What is an EARN?
An EARNSM is a new type of home financing product which, unlike a conventional mortgage, has no monthly interest payments. Instead of having to pay interest each month the EARN Equity Note cost is based on your home's future value. With conventional mortgages you borrow money from a lender who receives interest in return for lending you the money to purchase or improve your home. With an EARN Equity Note, there isn't a lender, but rather an investor, who is entitled to a portion of the value of your home when you sell the home, repurchase the note, or pass away.
- For a new homeowner, an EARNSM Equity Note can lower your monthly payment, because part of the purchase price is financed through an EARN instead of a conventional mortgage.
- For an existing homeowner, an EARNSM Equity Note allows you to receive up to half the value of your home equity in cash*. This allows you to refinance your home, diversify your assets, or create a guaranteed income stream in retirement, a huge problem facing the vast majority of Baby Boomers in the United States.
Like a conventional mortgage, an EARN is an obligation that must be paid back.

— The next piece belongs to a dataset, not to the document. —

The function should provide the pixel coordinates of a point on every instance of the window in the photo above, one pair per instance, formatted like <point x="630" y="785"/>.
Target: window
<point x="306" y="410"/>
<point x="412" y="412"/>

But unlike a conventional mortgage, there are no periodic payments, and no risk of losing your home.
Instead, the EARN is only repaid when you sell your home, upon the death of the homeowner’s or if you choose to repay the EARN. At that time, the investor receives, as payment, a portion of the sale price of the home. If the home price has increased,the investor will share in the appreciation of the home. If the home price has gone down, the investor may absorb a share of the loss. Most importantly –
- an EARN is not a sale of your home,
- the investor does not share ownership in your home, and
- there is no impact on your taxes**
How Does an EARN Work?
Applying for an EARN is similar to applying for a conventional mortgage or a home equity line of credit. Here’s an example of how an EARN may work when applied for:
- Your home is appraised by an Independent Appraiser to determine its fair market value. In this example, we will assume that the home is appraised at $600,000.
- The investor may offer you an EARN equal to 20% of the current home value or $120,000. The actual offer may vary, similar to how mortgage rates vary.
- You sign the EARN Note documents and receive the $120,000.
- At some future date when you decide to sell the home, the investor will receive a portion of the sales price as repayment for the EARN. The percentage the investor receives is predicated on you, your home, and the general real estate market. Once the investor fixes the percentage, it is not subject to change. As an example, the investor may give you 20% of the current home value in return for 24% of the future value of your home.
Next: How Can I Use an EARN?
* The amount the homeowner may access with an EARNSM Equity Note is predicated on the loan to value ratio, credit profile and other factors determined by the investor.
** EARN encourages you to seek professional tax counsel before entering into an EARN Note agreement.